周囲の期待に違わず棲鳳は、20代後半に入ると各種の博覧会で受賞を重ね、京都の青年画家の中でも抜群の実力を表すことで周囲から認められるようになっていった。
36歳(同33年)の時、京都市と農商務省の依頼で、パリ万国博覧会の視察とヨーロッパの絵画事情の調査を兼ねて7か国の美術行脚を行い、大きな成果を得て帰国した。このころから画号を栖鳳に改め「西洋かぶれ」の悪口も気にすることなく、濃淡のあるセピア調の作品を発表して画人たちや世間を驚かせた。特に明治35年の《獅子》は、今までに見たどのライオンよりも写実的で生きているような迫力で皆を圧倒した。
明治40年(43歳)、第1回文展(文部省美術展覧会)の開催の折、栖鳳は審査員となり、同時に《雨霽(あまばれ)》を出品した。翌年には《飼われたる猿と兎》、明治42年には初めての人物画《アレ夕立に》、44年に《雨》、大正2年(49歳)に《絵になる最初》、大正6年(53歳)に《日稼(ひかせぎ)》を、大正7年(54歳)に《河口》を発表し、翌年文展から帝展に移行するまで、文展の日本画部門を支え続けた。
その後帝展を主催する帝国美術院からも早速会員に任命され、帝展での活躍も期待された。
栖鳳は大正2年(49歳)に帝室技芸員に任命され、また大正13年(60歳)にはフランス国よりレジヨン・ド・ヌール勲章を贈呈され、さらに昭和12年(73歳)の時、第1回文化勲章を横山大観と共に受章し、いよいよ地位も実力も最高の頂に到達した巨匠であった。
栖鳳は円山、四条派の写実をもとにしながらも、狩野派や大和絵の技法も貪欲に取り入れ、近代的な写実主義を実現させていった。しかし栖鳳にはまだまだヨーロッパの写実主義からの遅れを取り戻さねばとの思いがあった。

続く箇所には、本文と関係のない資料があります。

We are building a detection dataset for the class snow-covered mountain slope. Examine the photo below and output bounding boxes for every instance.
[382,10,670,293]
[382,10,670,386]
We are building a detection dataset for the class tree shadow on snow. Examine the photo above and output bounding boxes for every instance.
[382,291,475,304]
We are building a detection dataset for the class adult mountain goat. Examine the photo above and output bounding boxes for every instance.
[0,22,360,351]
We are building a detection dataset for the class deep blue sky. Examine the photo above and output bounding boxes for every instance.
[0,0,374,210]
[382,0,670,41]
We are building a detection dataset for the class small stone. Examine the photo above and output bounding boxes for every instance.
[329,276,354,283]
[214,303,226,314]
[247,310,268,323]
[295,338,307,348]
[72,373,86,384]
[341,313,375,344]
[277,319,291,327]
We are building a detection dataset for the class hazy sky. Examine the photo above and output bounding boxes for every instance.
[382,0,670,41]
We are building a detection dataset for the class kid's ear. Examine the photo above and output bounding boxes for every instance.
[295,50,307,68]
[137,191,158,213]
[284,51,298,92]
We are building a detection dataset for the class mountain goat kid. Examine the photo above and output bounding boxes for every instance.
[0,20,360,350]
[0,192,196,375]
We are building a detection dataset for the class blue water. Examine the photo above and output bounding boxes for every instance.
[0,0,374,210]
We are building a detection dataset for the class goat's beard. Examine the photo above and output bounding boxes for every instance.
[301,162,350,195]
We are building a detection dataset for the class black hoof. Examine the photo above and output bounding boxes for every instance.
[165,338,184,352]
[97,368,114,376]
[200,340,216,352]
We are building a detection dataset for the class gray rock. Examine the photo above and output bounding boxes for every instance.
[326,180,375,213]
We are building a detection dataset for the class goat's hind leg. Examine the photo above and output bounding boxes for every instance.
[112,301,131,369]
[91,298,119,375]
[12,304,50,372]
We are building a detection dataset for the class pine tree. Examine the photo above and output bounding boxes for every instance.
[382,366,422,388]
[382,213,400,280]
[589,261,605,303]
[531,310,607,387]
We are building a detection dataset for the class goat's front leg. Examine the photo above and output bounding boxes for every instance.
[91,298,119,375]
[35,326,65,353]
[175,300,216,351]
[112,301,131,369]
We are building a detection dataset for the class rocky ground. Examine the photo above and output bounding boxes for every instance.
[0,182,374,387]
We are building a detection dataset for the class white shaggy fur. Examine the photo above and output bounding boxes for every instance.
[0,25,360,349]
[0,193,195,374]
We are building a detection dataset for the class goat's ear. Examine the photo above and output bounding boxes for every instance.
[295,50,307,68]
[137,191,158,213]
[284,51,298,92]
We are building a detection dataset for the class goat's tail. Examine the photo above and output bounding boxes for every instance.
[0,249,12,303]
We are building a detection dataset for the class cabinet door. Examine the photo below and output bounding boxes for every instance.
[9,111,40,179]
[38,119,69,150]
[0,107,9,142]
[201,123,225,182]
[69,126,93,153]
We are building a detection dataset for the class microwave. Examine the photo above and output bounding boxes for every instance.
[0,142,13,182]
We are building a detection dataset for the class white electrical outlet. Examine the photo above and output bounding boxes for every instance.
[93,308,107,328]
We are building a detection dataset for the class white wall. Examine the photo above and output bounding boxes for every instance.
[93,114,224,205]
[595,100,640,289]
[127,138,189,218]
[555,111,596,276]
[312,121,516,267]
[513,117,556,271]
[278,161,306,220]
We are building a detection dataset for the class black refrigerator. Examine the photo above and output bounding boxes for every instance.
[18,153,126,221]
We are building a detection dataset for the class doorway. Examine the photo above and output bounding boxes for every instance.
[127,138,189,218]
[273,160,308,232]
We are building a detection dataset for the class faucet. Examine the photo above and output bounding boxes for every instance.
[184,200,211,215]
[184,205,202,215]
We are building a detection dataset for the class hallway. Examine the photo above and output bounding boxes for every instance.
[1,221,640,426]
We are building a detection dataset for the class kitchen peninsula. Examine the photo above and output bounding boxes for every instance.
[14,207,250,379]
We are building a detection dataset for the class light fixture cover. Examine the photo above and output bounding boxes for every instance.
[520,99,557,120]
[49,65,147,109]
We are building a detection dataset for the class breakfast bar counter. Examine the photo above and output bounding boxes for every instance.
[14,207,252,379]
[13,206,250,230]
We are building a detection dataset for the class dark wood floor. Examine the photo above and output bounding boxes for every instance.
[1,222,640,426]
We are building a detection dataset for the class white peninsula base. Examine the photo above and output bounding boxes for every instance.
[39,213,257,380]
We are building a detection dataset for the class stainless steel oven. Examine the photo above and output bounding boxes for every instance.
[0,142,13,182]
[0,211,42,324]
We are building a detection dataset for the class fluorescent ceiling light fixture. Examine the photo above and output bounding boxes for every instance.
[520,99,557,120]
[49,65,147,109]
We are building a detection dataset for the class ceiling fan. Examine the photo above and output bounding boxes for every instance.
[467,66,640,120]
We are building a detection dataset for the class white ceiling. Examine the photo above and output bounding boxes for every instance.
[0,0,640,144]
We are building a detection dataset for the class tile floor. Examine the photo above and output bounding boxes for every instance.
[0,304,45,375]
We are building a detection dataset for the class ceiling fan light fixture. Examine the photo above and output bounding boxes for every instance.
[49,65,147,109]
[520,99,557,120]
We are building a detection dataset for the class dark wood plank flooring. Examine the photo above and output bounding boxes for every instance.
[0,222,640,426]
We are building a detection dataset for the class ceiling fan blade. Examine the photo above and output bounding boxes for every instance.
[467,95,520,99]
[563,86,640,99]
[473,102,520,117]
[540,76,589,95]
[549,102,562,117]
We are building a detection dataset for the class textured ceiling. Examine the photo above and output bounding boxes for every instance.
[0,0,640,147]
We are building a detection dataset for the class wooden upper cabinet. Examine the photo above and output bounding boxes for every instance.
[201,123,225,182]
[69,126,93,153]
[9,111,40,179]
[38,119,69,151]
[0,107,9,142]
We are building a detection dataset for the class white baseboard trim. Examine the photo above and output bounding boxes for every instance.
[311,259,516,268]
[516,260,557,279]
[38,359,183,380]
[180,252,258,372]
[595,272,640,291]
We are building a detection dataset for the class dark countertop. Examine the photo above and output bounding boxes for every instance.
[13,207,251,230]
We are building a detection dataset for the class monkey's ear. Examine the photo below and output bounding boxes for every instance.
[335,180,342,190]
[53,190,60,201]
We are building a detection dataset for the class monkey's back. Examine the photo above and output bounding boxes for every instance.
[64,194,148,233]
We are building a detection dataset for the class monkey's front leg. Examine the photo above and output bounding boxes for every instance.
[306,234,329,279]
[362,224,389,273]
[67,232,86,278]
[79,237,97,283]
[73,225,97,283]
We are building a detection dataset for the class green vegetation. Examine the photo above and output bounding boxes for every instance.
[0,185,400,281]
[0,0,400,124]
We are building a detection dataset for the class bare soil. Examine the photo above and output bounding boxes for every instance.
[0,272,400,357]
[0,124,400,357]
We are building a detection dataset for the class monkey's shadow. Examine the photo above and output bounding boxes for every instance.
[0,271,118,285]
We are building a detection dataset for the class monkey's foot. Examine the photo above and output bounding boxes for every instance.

守旧派からの「西洋かぶれ」との批判も気にすることなく、あえて鵺派(ぬえは)*2 と呼ばせておいて、写生の本質を追求した画人であった。
晩年に至らずとも省筆が巧みで、しかも運筆の妙技は右に出るものはいなかった。
昭和17年(1942)8月23日、栖鳳は77歳の生涯を湯河原で閉じた。日本画壇の巨星が堕ちた寂寥感は、しばらく拭いようのないものであった。
*1 僧が各地をめぐり歩いて教えを広めること
*2 鵺(ぬえ)は、頭が猿で胴体が虎、尻尾が蛇の想像上の怪物。様々な流派の寄せ集めと揶揄する意味でこう呼ばれた。
画室の移り変わり
生家「亀政」時代(誕生~明治20年ころ)
栖鳳の生家は二条城に程近い「亀政」という小料理屋だった。屋号が亀屋で主人の名が政匕。そこで「亀政」が通り名となった。家の近くに町奉行所や二条城があったこともあり、弁当の注文を引き受けるようになって小さな店も繁盛した。そうこうしている間に政匕夫婦に娘・琴(こと)が生まれた。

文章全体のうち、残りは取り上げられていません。